Assembly is short descriptive terms humans can understand that can be directly translated into the machine code that a CPU actually uses.

While somewhat understandable by humans, Assembler is still low level. It takes a lot of code to do anything useful.

So instead we use higher level languages such as C, BASIC, FORTAN (OK I know I've dated myself). When compiled these produce object code. Early languages had machine language as their object code.

Many languages today such a JAVA and C# usually compile into a bytecode that is not machine code, but one that easily be interpreted at run time to produce machine code.

Jim C
  • 4,981
  • 21
  • 25
  • Your comment about Java and C# - both use Just In Time compilation so that bytecodes are not interpretted. C# (.NET generally) compiles to Intermediate Language (IL) which is then JITed into native machine language for the target CPU. – Craig Shearer Jan 21 '09 at 20:52
2

Assembly code is discussed here.

"An assembly language is a low-level language for programming computers. It implements a symbolic representation of the numeric machine codes and other constants needed to program a particular CPU architecture."
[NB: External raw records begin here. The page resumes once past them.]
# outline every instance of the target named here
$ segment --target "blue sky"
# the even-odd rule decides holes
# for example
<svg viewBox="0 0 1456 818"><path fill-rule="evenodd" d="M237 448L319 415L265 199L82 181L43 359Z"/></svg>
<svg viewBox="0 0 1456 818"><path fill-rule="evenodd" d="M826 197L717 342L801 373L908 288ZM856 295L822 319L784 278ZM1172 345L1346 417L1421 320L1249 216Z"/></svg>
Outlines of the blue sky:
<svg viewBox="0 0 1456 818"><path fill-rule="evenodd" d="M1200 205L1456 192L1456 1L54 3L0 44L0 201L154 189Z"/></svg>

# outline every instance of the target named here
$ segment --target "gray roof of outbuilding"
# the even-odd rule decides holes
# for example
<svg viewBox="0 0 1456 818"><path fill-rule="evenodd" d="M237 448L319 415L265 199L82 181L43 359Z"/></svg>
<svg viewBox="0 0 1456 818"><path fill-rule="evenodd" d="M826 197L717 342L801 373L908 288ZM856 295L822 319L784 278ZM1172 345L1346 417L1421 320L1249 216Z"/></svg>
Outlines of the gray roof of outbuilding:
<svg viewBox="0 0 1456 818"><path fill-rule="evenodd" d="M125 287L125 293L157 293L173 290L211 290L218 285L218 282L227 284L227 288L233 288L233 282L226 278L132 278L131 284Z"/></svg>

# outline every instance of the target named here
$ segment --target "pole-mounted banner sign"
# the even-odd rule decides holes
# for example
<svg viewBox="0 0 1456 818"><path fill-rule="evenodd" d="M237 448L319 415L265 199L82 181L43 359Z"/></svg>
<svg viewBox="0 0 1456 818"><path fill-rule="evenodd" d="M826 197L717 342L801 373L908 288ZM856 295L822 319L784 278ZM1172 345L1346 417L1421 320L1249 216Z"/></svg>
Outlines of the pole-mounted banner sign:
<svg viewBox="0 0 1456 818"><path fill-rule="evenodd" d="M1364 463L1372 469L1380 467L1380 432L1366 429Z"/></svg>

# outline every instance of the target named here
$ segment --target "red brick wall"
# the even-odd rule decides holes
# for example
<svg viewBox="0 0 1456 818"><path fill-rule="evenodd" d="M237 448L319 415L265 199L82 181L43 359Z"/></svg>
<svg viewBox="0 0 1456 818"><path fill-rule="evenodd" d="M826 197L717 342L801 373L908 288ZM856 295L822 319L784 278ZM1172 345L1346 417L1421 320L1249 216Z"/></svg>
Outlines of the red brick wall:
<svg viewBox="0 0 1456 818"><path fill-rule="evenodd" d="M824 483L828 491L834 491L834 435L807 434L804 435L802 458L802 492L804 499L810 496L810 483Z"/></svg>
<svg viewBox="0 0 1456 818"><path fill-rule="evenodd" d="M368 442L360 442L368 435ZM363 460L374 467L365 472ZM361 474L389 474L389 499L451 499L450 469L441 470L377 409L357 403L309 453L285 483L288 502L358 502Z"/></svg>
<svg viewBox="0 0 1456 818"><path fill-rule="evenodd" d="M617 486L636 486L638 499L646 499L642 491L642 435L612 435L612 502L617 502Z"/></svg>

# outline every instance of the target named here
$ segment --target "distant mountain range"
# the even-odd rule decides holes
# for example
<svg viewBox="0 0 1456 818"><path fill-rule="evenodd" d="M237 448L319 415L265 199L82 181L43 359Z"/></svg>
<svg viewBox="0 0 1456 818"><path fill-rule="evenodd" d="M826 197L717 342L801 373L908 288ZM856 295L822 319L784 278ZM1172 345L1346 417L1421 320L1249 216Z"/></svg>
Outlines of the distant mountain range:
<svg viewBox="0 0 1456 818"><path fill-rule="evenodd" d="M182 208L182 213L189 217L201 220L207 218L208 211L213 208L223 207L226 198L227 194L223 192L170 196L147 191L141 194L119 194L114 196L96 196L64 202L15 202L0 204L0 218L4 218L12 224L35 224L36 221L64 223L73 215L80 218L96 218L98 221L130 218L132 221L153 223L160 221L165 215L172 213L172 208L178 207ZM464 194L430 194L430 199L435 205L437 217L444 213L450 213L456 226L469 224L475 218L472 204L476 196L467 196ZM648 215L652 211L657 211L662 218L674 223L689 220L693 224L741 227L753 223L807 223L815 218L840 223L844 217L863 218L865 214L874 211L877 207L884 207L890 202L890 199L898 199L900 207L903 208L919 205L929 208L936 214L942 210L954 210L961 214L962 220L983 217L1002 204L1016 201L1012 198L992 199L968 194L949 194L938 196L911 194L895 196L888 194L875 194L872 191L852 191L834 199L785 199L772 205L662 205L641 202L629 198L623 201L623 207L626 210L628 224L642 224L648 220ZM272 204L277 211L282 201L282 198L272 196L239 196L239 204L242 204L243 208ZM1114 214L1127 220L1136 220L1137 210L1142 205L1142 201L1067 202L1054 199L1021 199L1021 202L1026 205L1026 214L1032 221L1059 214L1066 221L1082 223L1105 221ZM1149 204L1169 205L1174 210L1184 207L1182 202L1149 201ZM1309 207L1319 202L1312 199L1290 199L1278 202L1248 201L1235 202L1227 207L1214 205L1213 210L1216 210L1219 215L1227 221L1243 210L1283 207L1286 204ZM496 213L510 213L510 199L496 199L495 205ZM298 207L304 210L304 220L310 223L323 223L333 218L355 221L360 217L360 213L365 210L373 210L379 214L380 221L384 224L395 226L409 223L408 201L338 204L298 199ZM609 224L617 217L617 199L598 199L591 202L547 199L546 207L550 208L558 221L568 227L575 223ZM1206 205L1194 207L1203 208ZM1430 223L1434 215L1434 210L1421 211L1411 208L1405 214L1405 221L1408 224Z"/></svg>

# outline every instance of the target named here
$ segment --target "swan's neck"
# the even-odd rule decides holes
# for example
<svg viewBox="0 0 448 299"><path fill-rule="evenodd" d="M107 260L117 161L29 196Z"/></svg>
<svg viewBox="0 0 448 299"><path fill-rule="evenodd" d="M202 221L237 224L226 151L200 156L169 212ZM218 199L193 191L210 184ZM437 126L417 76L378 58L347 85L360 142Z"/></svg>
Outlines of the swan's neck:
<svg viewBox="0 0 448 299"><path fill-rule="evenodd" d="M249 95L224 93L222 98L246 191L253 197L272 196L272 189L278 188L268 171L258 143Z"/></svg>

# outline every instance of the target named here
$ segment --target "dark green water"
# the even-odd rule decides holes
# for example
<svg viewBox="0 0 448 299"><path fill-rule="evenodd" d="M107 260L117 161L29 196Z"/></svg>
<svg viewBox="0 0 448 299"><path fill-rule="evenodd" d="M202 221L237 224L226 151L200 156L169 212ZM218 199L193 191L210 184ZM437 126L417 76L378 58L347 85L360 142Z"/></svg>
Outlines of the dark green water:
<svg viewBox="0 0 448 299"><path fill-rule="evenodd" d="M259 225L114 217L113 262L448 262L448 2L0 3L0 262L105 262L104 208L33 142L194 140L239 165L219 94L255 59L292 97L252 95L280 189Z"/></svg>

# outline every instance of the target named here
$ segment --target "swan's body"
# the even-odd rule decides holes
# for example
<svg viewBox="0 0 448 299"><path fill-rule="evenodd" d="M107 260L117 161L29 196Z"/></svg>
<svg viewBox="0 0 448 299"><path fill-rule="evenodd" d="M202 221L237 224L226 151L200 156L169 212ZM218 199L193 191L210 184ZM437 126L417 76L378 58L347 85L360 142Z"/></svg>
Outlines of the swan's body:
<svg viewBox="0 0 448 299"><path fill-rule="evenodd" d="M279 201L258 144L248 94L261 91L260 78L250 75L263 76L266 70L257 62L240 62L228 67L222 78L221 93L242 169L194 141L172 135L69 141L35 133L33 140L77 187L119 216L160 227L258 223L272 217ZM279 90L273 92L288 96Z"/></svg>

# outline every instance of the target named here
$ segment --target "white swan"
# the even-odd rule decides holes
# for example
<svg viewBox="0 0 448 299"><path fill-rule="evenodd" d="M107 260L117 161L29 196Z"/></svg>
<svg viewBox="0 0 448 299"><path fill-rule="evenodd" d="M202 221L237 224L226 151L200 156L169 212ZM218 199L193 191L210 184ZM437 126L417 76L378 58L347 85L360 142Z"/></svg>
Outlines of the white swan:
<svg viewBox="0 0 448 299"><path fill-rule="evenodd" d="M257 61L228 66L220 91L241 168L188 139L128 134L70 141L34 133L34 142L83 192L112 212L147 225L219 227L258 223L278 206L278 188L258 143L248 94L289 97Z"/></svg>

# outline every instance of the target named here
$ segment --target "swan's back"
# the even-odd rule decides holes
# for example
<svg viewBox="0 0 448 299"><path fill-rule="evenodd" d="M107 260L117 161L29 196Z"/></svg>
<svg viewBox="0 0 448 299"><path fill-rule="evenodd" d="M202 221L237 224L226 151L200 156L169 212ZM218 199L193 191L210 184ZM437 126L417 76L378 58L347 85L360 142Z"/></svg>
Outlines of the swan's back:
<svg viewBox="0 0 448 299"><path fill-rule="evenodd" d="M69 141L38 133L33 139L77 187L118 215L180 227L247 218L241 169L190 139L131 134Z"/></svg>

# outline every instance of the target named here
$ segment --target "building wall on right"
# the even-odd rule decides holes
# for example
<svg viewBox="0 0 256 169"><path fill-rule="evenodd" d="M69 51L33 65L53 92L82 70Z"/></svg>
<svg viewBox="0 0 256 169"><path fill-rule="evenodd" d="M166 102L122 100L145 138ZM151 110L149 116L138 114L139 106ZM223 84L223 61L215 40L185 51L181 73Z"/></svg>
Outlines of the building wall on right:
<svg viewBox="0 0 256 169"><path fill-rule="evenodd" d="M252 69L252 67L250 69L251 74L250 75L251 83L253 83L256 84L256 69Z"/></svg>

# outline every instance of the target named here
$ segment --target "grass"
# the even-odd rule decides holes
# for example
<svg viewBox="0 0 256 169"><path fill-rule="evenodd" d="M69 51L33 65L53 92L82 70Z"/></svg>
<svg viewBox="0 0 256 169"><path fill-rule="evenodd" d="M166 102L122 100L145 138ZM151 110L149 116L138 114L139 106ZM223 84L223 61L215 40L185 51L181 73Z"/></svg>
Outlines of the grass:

Machine code is discussed here.

"Machine code or machine language is a system of instructions and data executed directly by a computer's central processing unit."

Basically, assembler code is the language and it is translated to object code (the native code that the CPU runs) by an assembler (analogous to a compiler).

rbrayb
  • 46,440
  • 34
  • 114
  • 174
2

I think these are the main differences

  • readability of the code
  • control over what is your code doing

Readability can make the code improved or substituted 6 months after it was created with litte effort, on the other hand, if performance is critical you may want to use a low level language to target the specific hardware you will have in production, so to get faster execution.

IMO today computers are fast enough to let a programmer gain fast execution with OOP.

Alberto Zaccagni
  • 30,779
  • 11
  • 72
  • 106
0

The source files of your programs are compiled into object files, and then the linker links those object files together, producing an executable file including your architecture's machine codes.

Both object file and executable file involves architecture's machine code in the form of printable and non-printable characters when it's opened by a text editor.

Nonetheless, the dichotomy between the files is that the object file(s) may contain unresolved external references (such as printf, for instance). So, it may need to be linked against other object files.. That is to say, the unresolved external references are needed to be resolved in order to get the decent runnable executable file by linking with other object files such as C/C++ runtime library's.